翻訳ラボ、AI時代の翻訳の新たな形を提案
株式会社翻訳ラボは、2026年6月1日から「翻訳の社会実装」を進める新たなプロジェクトを発表しました。この取り組みは、単なる「原文から訳文への変換」だけではなく、翻訳の本質を再定義し、目的や観客、文化的背景など多様な要素を考慮し、従来の翻訳作業を一新するものです。
AI時代に求められる翻訳者の役割
最近の生成AIの普及によって、翻訳文を瞬時に作成することが可能になりました。しかし、その背後にある意図や文化的な意味を考慮することは、AIには難しいという大きな課題があります。翻訳ラボは、その重要性に着目し、翻訳者の役割を「翻訳文を作成すること」から「社会の中での意思疎通を設計し、AIの出力を検証すること」へとシフトします。
この新たなアプローチにおいて、翻訳者は単なる言語の変換者ではなく、視聴者や目的に応じたコミュニケーションのデザイナーであり、品質の担保者となるのです。彼らは翻訳を行う際、具体的な仕様を設計し、生成された訳文が本当に目的を達成しているかどうかを検証します。
Agentic AI Translateとは
翻訳ラボの核となる「Agentic AI Translate」は、翻訳プロセスを革新する新しいプロトタイプです。このシステムでは、AIが翻訳を行う前に、ユーザーと協力して翻訳の仕様を作成します。仕様には、以下の要素が含まれます:
- - 翻訳の目的
- - 想定読者
- - 文体や用語の方針
- - 残すべき文化的表現
- - 競合する文化の要素や倫理的リスク
このプロセスを経て、AIは指定された条件に基づいて訳文を生成し、翻訳後の確認を行います。この方法は従来の翻訳業務に新たな次元をもたらすのです。
翻訳ワークフローの変革
従来通りの翻訳プロセスでは、原文を渡し、訳文を使って修正する形が一般的でした。しかし翻訳ラボの新しい方法論では、最初に「どのような翻訳であるべきか」を明確に設定し、例えば、企業の広報用翻訳ではブランドのトーンを、ゲームの翻訳ではキャラクターの表現を重視するなど、具体的な枠組みを設計していきます。

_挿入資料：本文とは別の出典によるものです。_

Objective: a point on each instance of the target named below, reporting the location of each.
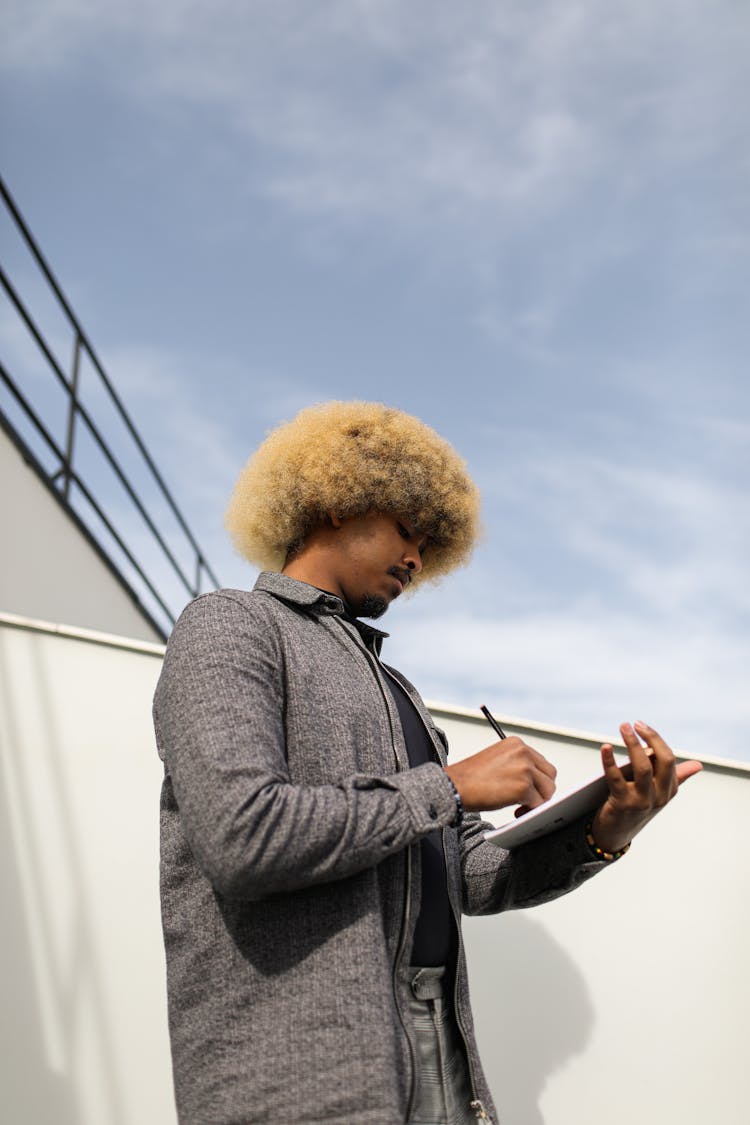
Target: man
(317, 849)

翻訳者は翻訳文がただ流暢であるだけでなく、読者や目的に合致しているか、文化的背景や事実が正確に反映されているかを慎重に検証する必要があります。これにより、翻訳は「ただ早く訳す」作業から、「社会において正しく機能する言葉を設計する」作業へと進化します。
今後の展望
翻訳ラボは、この新たな翻訳観を2026年の本格導入に向けて実施していきます。展開予定の分野には、企業向けの広報、ゲームや映像のローカライズ、学術翻訳、さらに翻訳者の教育プログラムなど多岐にわたります。これにより、翻訳業界全体の質と効果が向上することが期待されます。
翻訳ラボは、この取り組みを通じて「神が散らしたものを、技術で結ぶ」という理念を実現し、AI技術と人間の言語活動間の新しい架け橋を形成していきます。社会全体のコミュニケーションをより豊かにするための努力を続けていくことを誓います。